The minister said that personal interviews will soon be implemented in the review process. He explained that stricter measures would help ascertain applicants' identities and are essential from a security standpoint. Until now those seeking refugee status were only required to provide information in written form.
"I have deemed it necessary to reintroduce individual assessments for all refugees and asylum seekers — regardless of which country they come from," the minister said, citing several cases in which refugees had used false Syrian passports.
Federal migration commissioner Aydan Ozoguz added that while carrying out identity checks officials will "need to look more closely at asylum applicants from Syria, Eritrea and Iraq."
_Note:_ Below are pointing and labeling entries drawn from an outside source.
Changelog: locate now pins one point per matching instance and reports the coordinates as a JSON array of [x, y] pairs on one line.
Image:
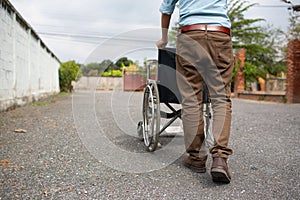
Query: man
[[204, 53]]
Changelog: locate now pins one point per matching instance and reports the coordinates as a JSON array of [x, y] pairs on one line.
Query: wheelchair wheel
[[151, 116]]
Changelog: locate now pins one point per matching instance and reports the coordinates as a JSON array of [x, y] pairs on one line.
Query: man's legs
[[211, 53]]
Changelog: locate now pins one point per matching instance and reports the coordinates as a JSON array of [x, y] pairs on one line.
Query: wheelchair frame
[[149, 129]]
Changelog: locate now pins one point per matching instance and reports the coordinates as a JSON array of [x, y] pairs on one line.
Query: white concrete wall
[[28, 69]]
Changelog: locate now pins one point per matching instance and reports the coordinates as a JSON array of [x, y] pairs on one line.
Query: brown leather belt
[[204, 27]]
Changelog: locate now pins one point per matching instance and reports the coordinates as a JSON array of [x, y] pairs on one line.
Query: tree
[[68, 72], [264, 49]]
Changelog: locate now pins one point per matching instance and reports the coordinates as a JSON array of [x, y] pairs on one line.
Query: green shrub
[[68, 72]]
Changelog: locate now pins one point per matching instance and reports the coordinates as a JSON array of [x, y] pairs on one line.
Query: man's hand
[[161, 44]]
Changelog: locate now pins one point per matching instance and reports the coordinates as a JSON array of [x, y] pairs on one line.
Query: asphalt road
[[84, 146]]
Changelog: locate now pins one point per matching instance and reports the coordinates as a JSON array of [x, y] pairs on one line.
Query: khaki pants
[[205, 56]]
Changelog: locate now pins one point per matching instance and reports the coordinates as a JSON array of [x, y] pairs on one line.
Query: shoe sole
[[195, 169], [219, 175]]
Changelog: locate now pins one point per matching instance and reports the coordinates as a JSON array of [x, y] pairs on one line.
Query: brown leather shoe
[[195, 164], [219, 170]]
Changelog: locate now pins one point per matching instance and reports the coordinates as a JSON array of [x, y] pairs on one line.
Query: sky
[[94, 30]]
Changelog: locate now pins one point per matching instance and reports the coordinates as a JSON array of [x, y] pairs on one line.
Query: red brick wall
[[293, 72]]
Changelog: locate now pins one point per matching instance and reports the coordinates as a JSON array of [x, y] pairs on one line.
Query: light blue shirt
[[213, 12]]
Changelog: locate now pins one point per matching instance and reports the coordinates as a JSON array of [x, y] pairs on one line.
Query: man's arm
[[165, 23]]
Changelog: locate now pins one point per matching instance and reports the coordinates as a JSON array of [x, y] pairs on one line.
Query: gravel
[[52, 159]]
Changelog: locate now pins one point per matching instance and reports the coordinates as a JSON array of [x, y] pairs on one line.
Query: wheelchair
[[164, 90]]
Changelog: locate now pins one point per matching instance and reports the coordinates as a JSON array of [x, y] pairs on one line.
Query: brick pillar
[[239, 81], [293, 72]]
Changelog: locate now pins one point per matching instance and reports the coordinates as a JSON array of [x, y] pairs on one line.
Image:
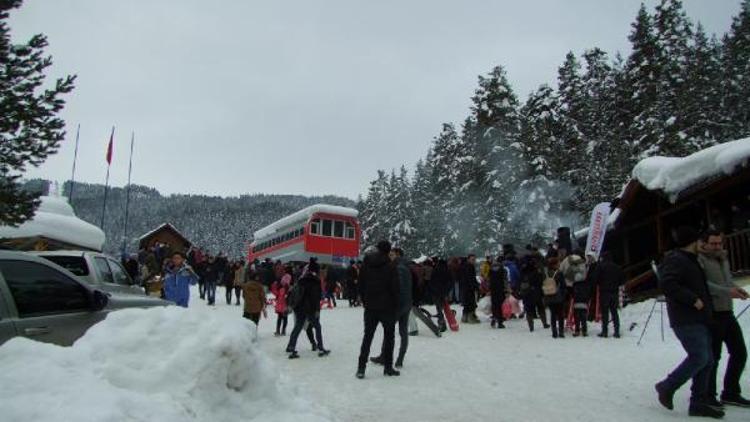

Germany's state interior ministers also agreed during a meeting in Koblenz that they would permit "repatriations to safe areas of Afghanistan."
Some met the shift in the policy toward asylum seekers with criticism. The head of non-governmental organization Pro Asyl, Guenter Burkhardt, said that sending people back to Afghanistan is irresponsible for there are no regions in the country that can be considered permanently secure.
The organization also expressed fears that the move to resume individual assessments would slow down the process of receiving refugee status and trap asylum seekers in waiting loops which could last for months.
In efforts to cope with a record surge in asylum seekers, Berlin and Kabul are also planning to intensify cooperative measures for fighting human trafficking and implement information campaigns to prevent people from going on the arduous journey to Europe, De Maiziere said.
According to sources in Germany's coalition government, more than 950,000 refugees have been registered this year in Germany.